With eight offensive and seven defensive starters expected back next season, the hope is that the Mountaineers will take yet another step forward in year three of the Neal Brown era.
The perception is that the outcome in a bowl game plays a factor in how a team performs the next season. A win leads to an enthusiastic offseason that is a springboard to a successful regular season. And the opposite would seemingly hold true, where a postseason lost leads to doldrums that are hard to turn around the following fall.
Surprisingly I’ve found that winning or losing has had very little impact on the following season, at least in Mountaineer history.
In the season after a bowl triumph, WVU has averaged 7.53 wins per year. After a bowl loss, that average changes only slightly – 7.36 wins per year. I had assumed there would be a much larger difference, but the numbers don’t lie.
Thus West Virginia 2021 record isn’t dependent on how the Mountaineers did in Memphis last week.
What will matter is the improvement of those players who will return next season.
WVU does have some big holes to fill on the defensive side of the ball, the most glaring of which are left by the departure of All-American defensive lineman Darius Stills and all-Big 12 linebacker Tony Fields, both of whom will likely be NFL draft picks this spring.
That pair led a defense that was very good this year, outside of a 42-6 shellacking at Iowa State. Statistically, WVU improved in almost every category from last season. In 2019, it was 69th nationally in rushing defense (159.4 yards per game), 88th in passing defense (239.9 ypg), 69th in total defense (399.3 ypg) and 73rd in scoring defense (28.8 points per game). It was significantly better in every one of those categories in 2020 – 28th in rushing defense (131.8 ypg), 1st in passing defense (159.6 ypg), 4th in total defense (291.4 ypg) and 21st in scoring defense (20.5 ppg).
While West Virginia’s defense was better from year one of the Brown era to year two, its offense also made strides but wasn’t among the nation’s best as was its D.

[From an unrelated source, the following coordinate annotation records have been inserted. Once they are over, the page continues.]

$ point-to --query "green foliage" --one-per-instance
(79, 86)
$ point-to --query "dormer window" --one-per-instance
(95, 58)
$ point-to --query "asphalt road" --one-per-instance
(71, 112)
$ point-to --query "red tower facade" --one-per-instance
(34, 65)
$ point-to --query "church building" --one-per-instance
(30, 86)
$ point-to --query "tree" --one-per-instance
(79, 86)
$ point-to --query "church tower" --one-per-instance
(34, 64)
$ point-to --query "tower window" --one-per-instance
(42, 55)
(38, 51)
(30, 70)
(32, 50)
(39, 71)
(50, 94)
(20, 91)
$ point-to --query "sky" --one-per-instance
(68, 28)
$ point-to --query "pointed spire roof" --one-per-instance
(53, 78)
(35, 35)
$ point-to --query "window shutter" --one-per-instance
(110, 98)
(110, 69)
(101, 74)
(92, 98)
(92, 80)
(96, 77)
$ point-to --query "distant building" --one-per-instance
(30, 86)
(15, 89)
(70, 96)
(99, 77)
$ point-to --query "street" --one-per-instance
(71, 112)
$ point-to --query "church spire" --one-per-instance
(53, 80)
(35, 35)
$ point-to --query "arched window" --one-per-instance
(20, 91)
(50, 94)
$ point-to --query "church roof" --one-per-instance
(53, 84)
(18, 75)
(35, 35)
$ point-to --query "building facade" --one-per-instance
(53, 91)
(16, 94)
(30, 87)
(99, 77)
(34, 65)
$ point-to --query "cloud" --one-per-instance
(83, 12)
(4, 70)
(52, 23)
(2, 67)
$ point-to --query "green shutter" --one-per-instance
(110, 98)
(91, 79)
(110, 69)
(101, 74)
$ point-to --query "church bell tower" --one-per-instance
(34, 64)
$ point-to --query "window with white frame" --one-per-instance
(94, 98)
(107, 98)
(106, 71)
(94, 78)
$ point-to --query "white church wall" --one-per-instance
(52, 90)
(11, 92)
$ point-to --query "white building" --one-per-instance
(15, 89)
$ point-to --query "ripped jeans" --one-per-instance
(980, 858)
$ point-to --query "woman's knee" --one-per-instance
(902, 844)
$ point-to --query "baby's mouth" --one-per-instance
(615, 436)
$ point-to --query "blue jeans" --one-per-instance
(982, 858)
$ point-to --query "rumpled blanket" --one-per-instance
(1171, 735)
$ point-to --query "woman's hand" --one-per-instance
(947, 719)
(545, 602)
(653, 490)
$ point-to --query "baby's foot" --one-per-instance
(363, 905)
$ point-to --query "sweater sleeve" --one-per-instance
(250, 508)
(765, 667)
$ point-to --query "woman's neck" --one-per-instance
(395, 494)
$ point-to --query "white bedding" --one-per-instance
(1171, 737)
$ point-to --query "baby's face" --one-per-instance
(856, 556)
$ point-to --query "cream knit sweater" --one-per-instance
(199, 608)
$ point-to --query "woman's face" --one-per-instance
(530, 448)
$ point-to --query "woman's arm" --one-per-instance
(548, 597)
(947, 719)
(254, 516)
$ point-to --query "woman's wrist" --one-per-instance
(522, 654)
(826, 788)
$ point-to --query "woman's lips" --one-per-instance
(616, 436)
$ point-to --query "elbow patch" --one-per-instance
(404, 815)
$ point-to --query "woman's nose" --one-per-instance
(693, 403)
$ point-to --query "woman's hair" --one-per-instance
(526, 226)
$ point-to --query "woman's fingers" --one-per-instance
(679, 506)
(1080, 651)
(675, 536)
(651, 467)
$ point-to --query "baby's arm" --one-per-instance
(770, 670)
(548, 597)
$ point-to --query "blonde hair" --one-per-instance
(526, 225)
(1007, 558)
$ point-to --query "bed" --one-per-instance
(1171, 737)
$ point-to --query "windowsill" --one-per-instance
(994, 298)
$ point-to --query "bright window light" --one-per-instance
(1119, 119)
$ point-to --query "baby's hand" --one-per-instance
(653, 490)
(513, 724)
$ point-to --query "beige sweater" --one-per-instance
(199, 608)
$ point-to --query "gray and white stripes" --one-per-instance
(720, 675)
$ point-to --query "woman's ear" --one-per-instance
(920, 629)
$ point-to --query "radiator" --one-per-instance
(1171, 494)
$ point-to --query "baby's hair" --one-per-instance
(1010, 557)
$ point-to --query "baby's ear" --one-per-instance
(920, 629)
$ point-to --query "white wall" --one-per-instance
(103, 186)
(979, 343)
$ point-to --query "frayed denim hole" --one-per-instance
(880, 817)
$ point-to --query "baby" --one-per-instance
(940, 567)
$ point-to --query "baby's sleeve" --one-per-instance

After fielding one of the worst rushing attacks in all the FBS ranks in 2019 (128th, 73.2 ypg), WVU improved to 135.1 ypg on the ground in ’20, though that was still only good enough for 92nd nationally. It was a big leap from one season to the next, but it’s a progression that still must continue. Statistically the Mountaineers were also better in terms of passing yards (54th in 2019 with 248.7 ypg to 28th in 2020 with 277.5 ypg) and total yards (119th in 2019 with 321.9 ypg to 50th in 2020 with 412.6 ypg) and scoring offense (119th in 2019 with 20.6 ppg to 82nd in 2020 with 26.5 ppg).

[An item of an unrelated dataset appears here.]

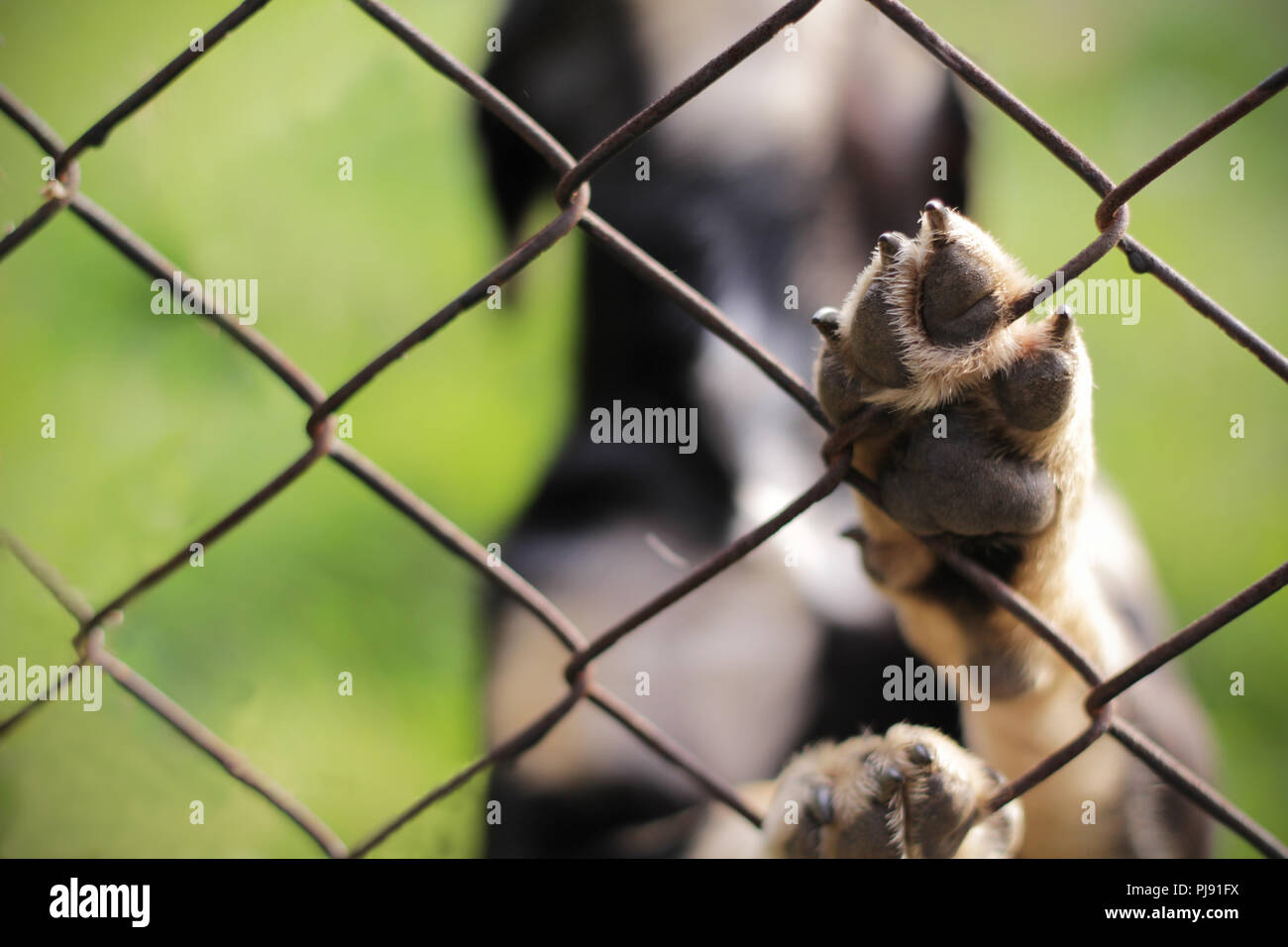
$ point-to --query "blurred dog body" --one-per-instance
(765, 193)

Certainly West Virginia’s offense had plenty of room to climb after it was pretty bad in 2019, but with eight starters and a total of 28 players who saw game action on that side of the ball expected back in 2021, continued improvement should be expected.
The defense has bigger questions heading into next season because it likely has bigger personnel losses. While the NCAA did not count the 2020 season against anyone’s eligibility, it will appears that 12 or 13 of WVU’s 18 seniors will move on and thus not return for ’21. If that’s the case, the Mountaineers have to replace not only Fields and Darius Stills, but also probably defensive end Jeffery Pooler and safety Sean Mahone. Still, West Virginia has a solid core coming back. Dante Stills, Tykee Smith, Josh Chandler-Semedo, Alonzo Addae and Akheem Mesidor are among the 28 expected defensive returnees who saw game action this past season.
As they say, past performance doesn’t guarantee future results, but history often is an indicator about what is to come.